State Key Laboratory of High-Performance Computing, School of Computer Science, National University of Defense Technology, China.
Xiangya School of Pharmaceutical Sciences, Central South University, China.
Brief Bioinform. 2021 Nov 5;22(6). doi: 10.1093/bib/bbab152.
Accurate and efficient prediction of molecular properties is one of the fundamental issues in drug design and discovery pipelines. Traditional feature engineering-based approaches require extensive expertise in the feature design and selection process. With the development of artificial intelligence (AI) technologies, data-driven methods exhibit unparalleled advantages over the feature engineering-based methods in various domains. Nevertheless, when applied to molecular property prediction, AI models usually suffer from the scarcity of labeled data and show poor generalization ability.

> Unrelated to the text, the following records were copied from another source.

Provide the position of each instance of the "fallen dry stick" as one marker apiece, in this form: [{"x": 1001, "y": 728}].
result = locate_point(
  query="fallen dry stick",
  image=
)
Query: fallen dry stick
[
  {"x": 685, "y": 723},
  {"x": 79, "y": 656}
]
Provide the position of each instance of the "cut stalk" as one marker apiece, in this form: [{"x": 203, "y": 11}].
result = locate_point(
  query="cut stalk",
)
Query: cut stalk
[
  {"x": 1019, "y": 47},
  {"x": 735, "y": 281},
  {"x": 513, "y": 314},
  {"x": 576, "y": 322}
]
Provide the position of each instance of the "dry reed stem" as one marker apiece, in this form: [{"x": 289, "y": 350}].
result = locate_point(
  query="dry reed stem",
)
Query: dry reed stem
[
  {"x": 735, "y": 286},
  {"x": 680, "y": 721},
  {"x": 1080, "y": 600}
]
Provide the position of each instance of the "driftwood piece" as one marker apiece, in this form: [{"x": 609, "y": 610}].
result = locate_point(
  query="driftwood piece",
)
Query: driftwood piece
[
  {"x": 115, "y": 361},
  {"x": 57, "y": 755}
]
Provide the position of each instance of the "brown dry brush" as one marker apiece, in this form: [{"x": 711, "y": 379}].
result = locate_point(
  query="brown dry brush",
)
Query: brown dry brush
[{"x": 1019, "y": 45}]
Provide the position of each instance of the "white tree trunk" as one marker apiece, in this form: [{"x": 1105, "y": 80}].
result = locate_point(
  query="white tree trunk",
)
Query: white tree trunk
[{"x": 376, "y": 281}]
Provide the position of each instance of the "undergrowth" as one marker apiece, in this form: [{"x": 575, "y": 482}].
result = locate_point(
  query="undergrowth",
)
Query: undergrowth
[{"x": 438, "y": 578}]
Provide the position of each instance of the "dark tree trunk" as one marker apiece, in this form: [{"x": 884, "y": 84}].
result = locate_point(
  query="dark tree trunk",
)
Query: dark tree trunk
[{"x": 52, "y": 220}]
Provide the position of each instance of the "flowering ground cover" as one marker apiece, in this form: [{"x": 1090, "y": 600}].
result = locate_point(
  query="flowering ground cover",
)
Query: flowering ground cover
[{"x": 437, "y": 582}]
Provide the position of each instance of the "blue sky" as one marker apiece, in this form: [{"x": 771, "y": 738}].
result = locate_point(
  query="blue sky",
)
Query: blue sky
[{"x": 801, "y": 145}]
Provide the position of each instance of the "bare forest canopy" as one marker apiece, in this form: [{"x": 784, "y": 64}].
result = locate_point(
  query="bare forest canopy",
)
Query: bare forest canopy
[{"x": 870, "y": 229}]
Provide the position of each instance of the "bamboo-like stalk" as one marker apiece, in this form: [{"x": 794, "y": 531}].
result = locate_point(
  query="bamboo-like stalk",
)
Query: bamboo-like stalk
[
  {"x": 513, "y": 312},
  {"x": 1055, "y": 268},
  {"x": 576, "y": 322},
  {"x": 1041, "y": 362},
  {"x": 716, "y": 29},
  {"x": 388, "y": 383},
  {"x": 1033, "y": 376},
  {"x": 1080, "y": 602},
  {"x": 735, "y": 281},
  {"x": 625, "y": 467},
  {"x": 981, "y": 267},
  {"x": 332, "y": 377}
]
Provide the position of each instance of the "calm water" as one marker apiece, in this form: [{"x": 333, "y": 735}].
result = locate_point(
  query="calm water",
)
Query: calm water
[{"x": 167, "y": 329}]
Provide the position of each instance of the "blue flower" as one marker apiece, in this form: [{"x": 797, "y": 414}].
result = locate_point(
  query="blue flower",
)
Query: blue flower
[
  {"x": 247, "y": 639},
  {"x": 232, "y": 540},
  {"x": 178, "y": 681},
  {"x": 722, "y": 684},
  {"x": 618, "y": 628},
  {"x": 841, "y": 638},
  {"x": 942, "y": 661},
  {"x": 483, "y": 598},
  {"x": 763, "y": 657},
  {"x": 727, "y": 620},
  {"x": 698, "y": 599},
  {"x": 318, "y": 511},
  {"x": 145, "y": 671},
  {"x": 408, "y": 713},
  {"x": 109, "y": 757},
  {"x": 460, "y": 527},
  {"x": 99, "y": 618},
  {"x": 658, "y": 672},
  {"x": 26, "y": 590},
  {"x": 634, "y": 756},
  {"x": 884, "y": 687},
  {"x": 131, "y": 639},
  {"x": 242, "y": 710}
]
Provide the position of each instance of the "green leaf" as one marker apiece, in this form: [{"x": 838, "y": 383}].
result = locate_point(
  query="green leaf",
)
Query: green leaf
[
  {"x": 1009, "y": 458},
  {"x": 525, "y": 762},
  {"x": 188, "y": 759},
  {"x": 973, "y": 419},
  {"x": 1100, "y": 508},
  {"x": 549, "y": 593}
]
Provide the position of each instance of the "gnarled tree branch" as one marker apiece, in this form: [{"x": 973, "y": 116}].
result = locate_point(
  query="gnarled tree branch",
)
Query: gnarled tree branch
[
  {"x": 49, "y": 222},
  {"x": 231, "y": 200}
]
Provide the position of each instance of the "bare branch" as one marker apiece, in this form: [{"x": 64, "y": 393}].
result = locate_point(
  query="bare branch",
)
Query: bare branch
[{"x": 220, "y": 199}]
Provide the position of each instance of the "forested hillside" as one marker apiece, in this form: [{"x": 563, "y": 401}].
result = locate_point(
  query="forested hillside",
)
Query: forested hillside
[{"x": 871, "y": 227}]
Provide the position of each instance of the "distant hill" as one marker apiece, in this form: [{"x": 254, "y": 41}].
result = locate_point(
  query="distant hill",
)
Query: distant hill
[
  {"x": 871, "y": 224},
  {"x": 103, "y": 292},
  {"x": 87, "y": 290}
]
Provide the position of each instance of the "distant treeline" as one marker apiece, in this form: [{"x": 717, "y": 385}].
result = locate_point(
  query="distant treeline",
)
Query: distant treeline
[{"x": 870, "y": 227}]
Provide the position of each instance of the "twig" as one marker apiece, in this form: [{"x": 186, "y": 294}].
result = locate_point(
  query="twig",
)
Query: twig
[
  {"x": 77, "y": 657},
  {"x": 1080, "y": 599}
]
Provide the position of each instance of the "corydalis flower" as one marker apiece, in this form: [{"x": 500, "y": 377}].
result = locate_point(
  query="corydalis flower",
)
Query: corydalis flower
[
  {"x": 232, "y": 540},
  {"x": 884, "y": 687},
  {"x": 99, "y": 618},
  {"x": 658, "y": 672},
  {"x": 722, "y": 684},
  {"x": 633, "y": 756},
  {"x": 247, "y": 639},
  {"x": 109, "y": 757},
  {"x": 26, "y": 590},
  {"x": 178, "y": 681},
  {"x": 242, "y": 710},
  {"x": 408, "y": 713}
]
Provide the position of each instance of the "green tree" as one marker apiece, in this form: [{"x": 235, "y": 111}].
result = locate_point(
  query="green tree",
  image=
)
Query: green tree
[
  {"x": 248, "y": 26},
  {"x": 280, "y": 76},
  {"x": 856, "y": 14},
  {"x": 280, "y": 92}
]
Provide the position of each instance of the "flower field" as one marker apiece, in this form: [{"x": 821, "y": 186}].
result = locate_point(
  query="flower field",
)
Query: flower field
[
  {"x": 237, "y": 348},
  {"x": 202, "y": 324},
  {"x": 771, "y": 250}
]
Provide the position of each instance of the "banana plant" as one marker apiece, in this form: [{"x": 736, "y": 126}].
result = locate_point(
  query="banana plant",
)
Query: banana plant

In this study, we proposed molecular graph BERT (MG-BERT), which integrates the local message passing mechanism of graph neural networks (GNNs) into the powerful BERT model to facilitate learning from molecular graphs. Furthermore, an effective self-supervised learning strategy named masked atoms prediction was proposed to pretrain the MG-BERT model on a large amount of unlabeled data to mine context information in molecules. We found the MG-BERT model can generate context-sensitive atomic representations after pretraining and transfer the learned knowledge to the prediction of a variety of molecular properties. The experimental results show that the pretrained MG-BERT model with a little extra fine-tuning can consistently outperform the state-of-the-art methods on all 11 ADMET datasets. Moreover, the MG-BERT model leverages attention mechanisms to focus on atomic features essential to the target property, providing excellent interpretability for the trained model. The MG-BERT model does not require any hand-crafted feature as input and is more reliable due to its excellent interpretability, providing a novel framework to develop state-of-the-art models for a wide range of drug discovery tasks.
准确高效地预测分子性质是药物设计和发现管道中的基本问题之一。基于传统特征工程的方法需要在特征设计和选择过程中具备广泛的专业知识。随着人工智能 (AI) 技术的发展,数据驱动方法在各个领域都表现出了无与伦比的优势,超越了基于特征工程的方法。然而,当应用于分子性质预测时,AI 模型通常受到标记数据稀缺的困扰,表现出较差的泛化能力。
在本研究中,我们提出了分子图 BERT(MG-BERT),它将图神经网络 (GNN) 的局部消息传递机制集成到强大的 BERT 模型中,以促进从分子图中学习。此外,我们提出了一种有效的自监督学习策略,称为掩蔽原子预测,该策略可在大量未标记数据上对 MG-BERT 模型进行预训练,以挖掘分子中的上下文信息。我们发现,经过预训练后,MG-BERT 模型可以生成上下文敏感的原子表示,并将学习到的知识转移到多种分子性质的预测中。实验结果表明,经过少量额外微调的预训练 MG-BERT 模型在所有 11 个 ADMET 数据集上的表现均优于最先进的方法。此外,MG-BERT 模型利用注意力机制关注对目标性质至关重要的原子特征,为训练模型提供了出色的可解释性。MG-BERT 模型不需要任何手工制作的特征作为输入,由于其出色的可解释性,更加可靠,为开发广泛的药物发现任务的最先进模型提供了新的框架。